Inspired from Emin Gun Sirer at Cornell University
If a project is given as a group project, every team member should contribute, learn, and get hands-on experience. A member can implement some portion of the code, but he/she should also know what others are doing and the other parts are coded. There should be close interaction, so that final works of different people can be glued together successfully. Don't work to closely neither. For example, if everybody tries to update the same directory and same files all the time, the final output may be a mess. Divide the work cleanly and work on it systematically.
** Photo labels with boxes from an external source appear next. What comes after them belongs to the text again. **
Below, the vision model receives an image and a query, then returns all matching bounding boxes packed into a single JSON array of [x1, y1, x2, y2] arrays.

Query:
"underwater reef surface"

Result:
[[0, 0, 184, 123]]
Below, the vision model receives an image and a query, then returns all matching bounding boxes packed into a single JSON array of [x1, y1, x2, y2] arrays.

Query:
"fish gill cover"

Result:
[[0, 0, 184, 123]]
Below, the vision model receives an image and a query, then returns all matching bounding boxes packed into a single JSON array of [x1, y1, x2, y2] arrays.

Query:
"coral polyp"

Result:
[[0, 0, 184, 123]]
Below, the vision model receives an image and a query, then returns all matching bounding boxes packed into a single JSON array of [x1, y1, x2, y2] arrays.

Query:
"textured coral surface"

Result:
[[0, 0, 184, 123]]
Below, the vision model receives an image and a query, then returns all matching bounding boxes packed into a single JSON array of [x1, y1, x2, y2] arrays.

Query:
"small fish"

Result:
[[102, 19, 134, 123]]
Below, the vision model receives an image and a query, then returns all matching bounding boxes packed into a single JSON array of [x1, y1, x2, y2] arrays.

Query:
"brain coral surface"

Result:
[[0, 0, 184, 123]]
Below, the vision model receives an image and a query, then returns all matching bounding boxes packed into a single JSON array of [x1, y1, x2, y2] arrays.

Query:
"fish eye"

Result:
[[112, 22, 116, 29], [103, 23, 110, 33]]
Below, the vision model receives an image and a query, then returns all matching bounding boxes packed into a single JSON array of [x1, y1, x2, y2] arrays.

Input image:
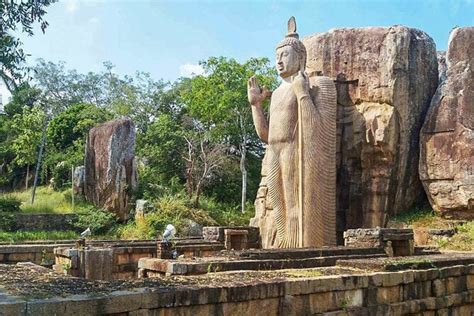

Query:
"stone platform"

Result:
[[0, 254, 474, 316]]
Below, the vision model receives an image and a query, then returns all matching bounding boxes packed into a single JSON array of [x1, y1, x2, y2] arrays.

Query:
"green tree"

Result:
[[44, 103, 112, 188], [11, 106, 46, 189], [183, 57, 277, 212], [137, 114, 185, 198], [0, 0, 55, 92]]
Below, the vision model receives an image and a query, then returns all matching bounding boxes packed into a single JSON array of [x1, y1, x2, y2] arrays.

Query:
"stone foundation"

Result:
[[344, 227, 415, 257], [0, 264, 474, 316]]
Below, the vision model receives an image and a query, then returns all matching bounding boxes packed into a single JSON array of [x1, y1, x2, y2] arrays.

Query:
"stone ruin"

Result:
[[81, 119, 137, 220], [250, 26, 474, 247]]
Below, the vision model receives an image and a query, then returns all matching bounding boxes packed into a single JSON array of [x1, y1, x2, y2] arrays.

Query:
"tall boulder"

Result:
[[251, 26, 438, 247], [84, 119, 137, 220], [420, 27, 474, 220]]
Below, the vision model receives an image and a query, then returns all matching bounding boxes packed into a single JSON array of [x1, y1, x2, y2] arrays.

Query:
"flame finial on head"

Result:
[[276, 16, 306, 71], [286, 16, 299, 39]]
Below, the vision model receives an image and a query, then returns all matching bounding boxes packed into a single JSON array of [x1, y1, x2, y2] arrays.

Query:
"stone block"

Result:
[[84, 118, 137, 220], [309, 292, 338, 314], [466, 274, 474, 290], [376, 285, 403, 304], [382, 271, 405, 287], [431, 279, 446, 297], [446, 276, 466, 295], [114, 253, 130, 265]]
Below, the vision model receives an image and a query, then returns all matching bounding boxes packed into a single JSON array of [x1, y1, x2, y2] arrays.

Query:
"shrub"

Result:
[[0, 230, 77, 243], [0, 213, 17, 232], [0, 196, 21, 213], [72, 206, 117, 235], [118, 192, 255, 239]]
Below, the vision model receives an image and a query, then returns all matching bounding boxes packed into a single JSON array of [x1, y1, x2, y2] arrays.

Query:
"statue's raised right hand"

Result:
[[247, 76, 272, 106]]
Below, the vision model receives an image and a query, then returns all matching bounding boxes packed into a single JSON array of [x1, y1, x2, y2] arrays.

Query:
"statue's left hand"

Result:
[[291, 70, 309, 98]]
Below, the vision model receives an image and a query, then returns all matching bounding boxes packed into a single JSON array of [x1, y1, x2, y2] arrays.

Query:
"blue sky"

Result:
[[7, 0, 474, 87]]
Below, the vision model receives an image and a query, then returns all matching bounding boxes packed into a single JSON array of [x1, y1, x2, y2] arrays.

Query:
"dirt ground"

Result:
[[0, 265, 363, 299]]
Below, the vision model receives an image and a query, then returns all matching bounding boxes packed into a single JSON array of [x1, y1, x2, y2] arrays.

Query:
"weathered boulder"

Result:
[[251, 26, 438, 247], [420, 27, 474, 219], [72, 166, 85, 197], [84, 119, 137, 220]]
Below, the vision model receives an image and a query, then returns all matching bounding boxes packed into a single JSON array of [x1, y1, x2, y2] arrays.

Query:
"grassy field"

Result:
[[0, 231, 79, 243], [2, 187, 80, 214], [390, 208, 474, 251]]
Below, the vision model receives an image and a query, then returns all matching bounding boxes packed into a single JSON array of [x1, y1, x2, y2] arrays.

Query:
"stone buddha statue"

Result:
[[247, 17, 336, 248]]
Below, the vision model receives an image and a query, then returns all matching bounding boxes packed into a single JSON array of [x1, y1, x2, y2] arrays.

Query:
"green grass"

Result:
[[2, 187, 83, 214], [391, 208, 440, 228], [0, 231, 79, 243], [439, 221, 474, 251]]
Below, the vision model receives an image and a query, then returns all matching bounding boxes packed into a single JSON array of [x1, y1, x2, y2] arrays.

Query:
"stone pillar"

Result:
[[84, 119, 137, 220]]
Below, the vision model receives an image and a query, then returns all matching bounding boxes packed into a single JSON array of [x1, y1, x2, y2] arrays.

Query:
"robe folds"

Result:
[[266, 76, 337, 248]]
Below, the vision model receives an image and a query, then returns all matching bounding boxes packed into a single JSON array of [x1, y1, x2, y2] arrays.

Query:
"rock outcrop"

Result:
[[420, 27, 474, 220], [84, 119, 137, 220], [251, 26, 438, 247]]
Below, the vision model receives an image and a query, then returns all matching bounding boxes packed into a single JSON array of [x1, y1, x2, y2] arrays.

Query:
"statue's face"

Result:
[[276, 45, 300, 78]]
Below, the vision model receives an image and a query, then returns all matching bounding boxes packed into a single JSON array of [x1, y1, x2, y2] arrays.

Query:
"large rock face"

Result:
[[420, 27, 474, 219], [84, 119, 137, 220], [251, 26, 438, 247]]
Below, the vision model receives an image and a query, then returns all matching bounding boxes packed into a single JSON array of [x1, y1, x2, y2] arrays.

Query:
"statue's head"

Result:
[[276, 17, 306, 78]]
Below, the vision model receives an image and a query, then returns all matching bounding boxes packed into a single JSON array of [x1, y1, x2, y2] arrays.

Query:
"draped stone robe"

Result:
[[266, 77, 336, 248]]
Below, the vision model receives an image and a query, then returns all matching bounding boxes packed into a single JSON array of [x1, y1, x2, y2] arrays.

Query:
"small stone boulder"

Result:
[[419, 27, 474, 220], [72, 166, 85, 197], [84, 118, 137, 220]]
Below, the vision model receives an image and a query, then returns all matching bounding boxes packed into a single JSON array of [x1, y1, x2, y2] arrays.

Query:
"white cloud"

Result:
[[0, 79, 12, 110], [65, 0, 79, 14], [89, 17, 100, 25], [179, 64, 204, 77]]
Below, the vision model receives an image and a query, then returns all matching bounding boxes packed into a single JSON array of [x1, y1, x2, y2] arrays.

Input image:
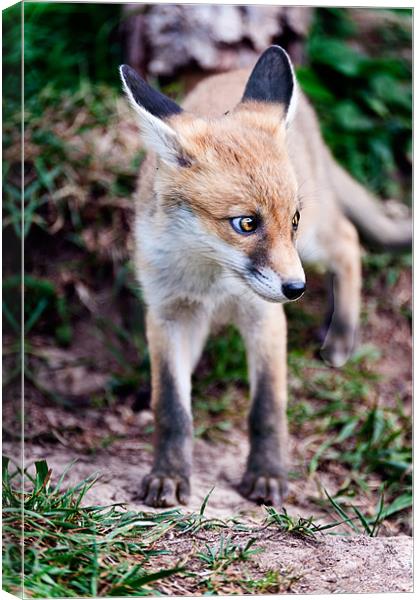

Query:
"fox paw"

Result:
[[139, 473, 190, 508], [239, 473, 288, 506]]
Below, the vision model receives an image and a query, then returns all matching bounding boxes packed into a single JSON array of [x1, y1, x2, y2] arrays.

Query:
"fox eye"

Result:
[[292, 210, 300, 231], [230, 217, 259, 235]]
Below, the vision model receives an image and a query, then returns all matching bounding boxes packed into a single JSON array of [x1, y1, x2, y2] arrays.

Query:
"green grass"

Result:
[[2, 457, 404, 598]]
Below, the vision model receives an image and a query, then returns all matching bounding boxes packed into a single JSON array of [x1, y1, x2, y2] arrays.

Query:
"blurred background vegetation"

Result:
[[3, 3, 412, 552]]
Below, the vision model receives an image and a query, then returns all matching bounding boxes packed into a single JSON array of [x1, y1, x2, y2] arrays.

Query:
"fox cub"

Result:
[[120, 46, 411, 506]]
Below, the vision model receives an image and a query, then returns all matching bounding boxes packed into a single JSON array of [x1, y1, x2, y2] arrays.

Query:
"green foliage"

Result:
[[298, 8, 412, 199], [24, 2, 122, 100], [197, 535, 261, 571]]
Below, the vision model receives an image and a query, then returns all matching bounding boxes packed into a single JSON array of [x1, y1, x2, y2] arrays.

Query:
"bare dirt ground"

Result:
[[3, 255, 413, 595], [5, 428, 413, 595]]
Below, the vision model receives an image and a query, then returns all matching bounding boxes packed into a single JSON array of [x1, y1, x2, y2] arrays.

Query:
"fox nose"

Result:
[[282, 281, 306, 300]]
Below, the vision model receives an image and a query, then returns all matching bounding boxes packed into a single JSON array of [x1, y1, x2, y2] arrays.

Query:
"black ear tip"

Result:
[[119, 65, 138, 77], [261, 45, 291, 64]]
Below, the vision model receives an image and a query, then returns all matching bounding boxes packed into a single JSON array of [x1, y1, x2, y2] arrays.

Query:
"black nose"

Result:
[[282, 281, 306, 300]]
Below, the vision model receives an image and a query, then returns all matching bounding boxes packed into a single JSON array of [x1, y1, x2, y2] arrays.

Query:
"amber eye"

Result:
[[230, 217, 259, 235], [292, 210, 300, 231]]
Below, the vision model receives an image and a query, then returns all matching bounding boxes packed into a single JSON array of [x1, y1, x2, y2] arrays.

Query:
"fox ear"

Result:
[[119, 65, 191, 167], [241, 46, 297, 124]]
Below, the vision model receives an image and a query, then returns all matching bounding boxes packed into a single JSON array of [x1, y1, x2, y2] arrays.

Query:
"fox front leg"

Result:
[[140, 312, 207, 507], [239, 303, 288, 505], [321, 217, 361, 367]]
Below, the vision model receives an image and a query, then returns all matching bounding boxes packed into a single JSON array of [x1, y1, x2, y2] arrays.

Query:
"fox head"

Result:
[[120, 46, 305, 302]]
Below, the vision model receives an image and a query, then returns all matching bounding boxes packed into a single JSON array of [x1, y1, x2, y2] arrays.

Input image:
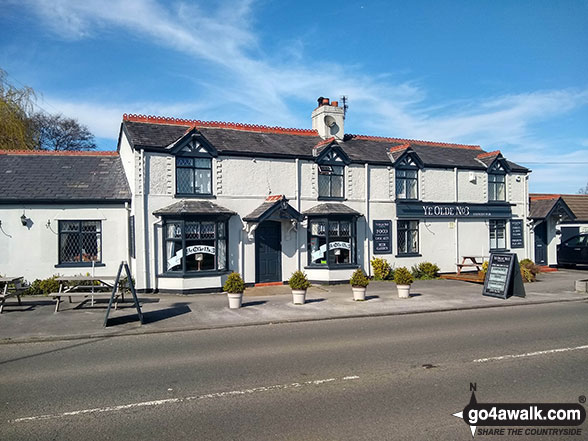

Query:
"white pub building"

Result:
[[0, 97, 533, 293]]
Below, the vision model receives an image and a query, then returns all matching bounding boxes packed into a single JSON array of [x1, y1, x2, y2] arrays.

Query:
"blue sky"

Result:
[[0, 0, 588, 193]]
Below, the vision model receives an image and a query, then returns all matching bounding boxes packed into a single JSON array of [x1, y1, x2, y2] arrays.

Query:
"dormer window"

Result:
[[395, 156, 419, 200], [176, 156, 212, 195], [318, 165, 345, 198], [170, 129, 218, 196], [488, 162, 506, 201], [313, 141, 350, 200]]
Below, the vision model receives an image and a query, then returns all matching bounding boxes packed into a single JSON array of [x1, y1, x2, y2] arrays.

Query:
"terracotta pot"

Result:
[[292, 289, 306, 305], [396, 285, 410, 299], [351, 286, 367, 301]]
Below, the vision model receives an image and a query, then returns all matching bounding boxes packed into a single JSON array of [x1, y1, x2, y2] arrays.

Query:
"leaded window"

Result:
[[490, 220, 506, 250], [488, 173, 506, 201], [164, 219, 227, 273], [308, 218, 356, 266], [59, 220, 102, 265], [176, 156, 212, 195], [318, 165, 345, 198], [396, 220, 419, 255], [396, 170, 419, 199]]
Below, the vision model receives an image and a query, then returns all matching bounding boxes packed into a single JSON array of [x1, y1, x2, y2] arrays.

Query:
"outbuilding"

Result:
[[529, 193, 588, 267]]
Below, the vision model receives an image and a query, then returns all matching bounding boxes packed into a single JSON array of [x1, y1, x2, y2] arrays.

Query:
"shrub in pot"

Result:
[[370, 257, 392, 280], [288, 270, 310, 305], [223, 273, 245, 309], [394, 266, 414, 299], [411, 262, 439, 280], [349, 268, 370, 301]]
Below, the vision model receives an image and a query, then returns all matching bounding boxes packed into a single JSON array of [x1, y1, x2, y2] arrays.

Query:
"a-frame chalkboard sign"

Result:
[[482, 253, 525, 299], [104, 262, 143, 327]]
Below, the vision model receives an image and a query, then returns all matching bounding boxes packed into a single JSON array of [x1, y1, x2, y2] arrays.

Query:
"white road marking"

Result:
[[474, 345, 588, 363], [8, 375, 359, 423]]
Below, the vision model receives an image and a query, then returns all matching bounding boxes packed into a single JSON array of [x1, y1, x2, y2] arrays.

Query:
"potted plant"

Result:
[[394, 266, 414, 299], [223, 273, 245, 309], [288, 270, 310, 305], [349, 268, 370, 301]]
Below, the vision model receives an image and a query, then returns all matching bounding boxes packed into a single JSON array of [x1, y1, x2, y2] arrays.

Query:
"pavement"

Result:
[[0, 270, 588, 344]]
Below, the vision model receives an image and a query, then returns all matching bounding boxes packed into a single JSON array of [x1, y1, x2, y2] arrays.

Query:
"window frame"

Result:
[[394, 154, 421, 201], [488, 170, 506, 202], [488, 219, 508, 252], [175, 154, 214, 197], [396, 219, 421, 257], [55, 219, 104, 268], [160, 216, 229, 278], [317, 163, 345, 201], [306, 215, 359, 269]]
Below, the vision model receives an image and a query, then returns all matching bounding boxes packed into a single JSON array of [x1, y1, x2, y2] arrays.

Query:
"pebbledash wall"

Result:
[[115, 98, 532, 293]]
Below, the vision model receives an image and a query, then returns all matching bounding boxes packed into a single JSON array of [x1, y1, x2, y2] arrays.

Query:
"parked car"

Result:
[[557, 233, 588, 266]]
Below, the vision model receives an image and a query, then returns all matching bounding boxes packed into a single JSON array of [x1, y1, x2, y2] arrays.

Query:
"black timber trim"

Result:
[[166, 128, 218, 158], [393, 147, 425, 170], [315, 141, 351, 166]]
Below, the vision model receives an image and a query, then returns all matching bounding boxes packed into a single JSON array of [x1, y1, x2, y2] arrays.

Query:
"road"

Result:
[[0, 302, 588, 441]]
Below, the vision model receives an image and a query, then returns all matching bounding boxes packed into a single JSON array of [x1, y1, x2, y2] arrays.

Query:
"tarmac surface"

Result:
[[0, 270, 588, 344]]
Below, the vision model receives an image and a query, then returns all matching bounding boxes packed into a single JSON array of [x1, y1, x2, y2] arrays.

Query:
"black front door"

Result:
[[255, 221, 282, 283], [535, 221, 547, 265]]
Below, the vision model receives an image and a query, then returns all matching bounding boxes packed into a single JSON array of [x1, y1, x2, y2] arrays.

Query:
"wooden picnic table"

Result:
[[0, 276, 23, 314], [49, 275, 125, 312], [456, 256, 487, 275]]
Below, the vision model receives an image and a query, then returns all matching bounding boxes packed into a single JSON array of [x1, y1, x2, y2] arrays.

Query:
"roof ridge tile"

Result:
[[123, 113, 318, 136], [0, 150, 118, 156], [476, 150, 502, 159], [346, 134, 482, 150]]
Don't start a project the last 3 days before deadline. Sometimes you may spend on a bug for hours or even days and you will regret that you have started so late. Start early! Then you will not panic and will enjoy writing code. Otherwise, it is highly probable that your program will be a mess and will not work.
Ask questions to TAs and to the instructor when you are hesitating on design decisions. Use your office hours. If you did not understand a topic, don't hesitate to ask and learn: the sooner, the better!
While doing a project, use the techniques/algorithms/concepts that you have learned in the class. Don't try to reinvent the wheels that have been already invented.
Homeworks should be your own work. Spend time in understanding the topics and proposing your own solutions to the problems. This will also be very helpful for the exams and sometimes also for the projects. In this way, you will understand the concepts much better than working for the exams the last-night and forgetting everything after the exam. If you put sincere effort in learning the topics and doing the homeworks and projects, you will learn the concepts life-long.
Be patient in writing programs and debugging. Sometimes, it may take hours to debug a single bug, but when you overcome it, you can continue writing programs in a fluent manner. Don't be discouraged by errors or mistakes. Every bug that you debug will an experience for you that you will use in future program development. Programming quality is related with experience. So, try to gain this experience by not giving up easily, by being persistent on debugging, and by spending enough time in design, coding and testing.
First try to achieve what the assignment says. Doing flashy things without doing what the assignment says will not bring you extra credit, but will take your time unnecessarily.
Try to work incrementally on a big project. If you try to write all the code on the paper first, and then go to the lab and write it on the computer and compile and run, it will most likely not work (except some CS101 assignments). First of all, you will have a lot problems in compilation, and then in running the programs. Design your program or system in a clean way and implement it step-by-step. Do some testing not at the end, but after every step. In this way you will also enjoy the design and implementation phases, since you are progressing in a sure-way, step-by-step. After each step you will see some output and this will give you delight and self-confidence.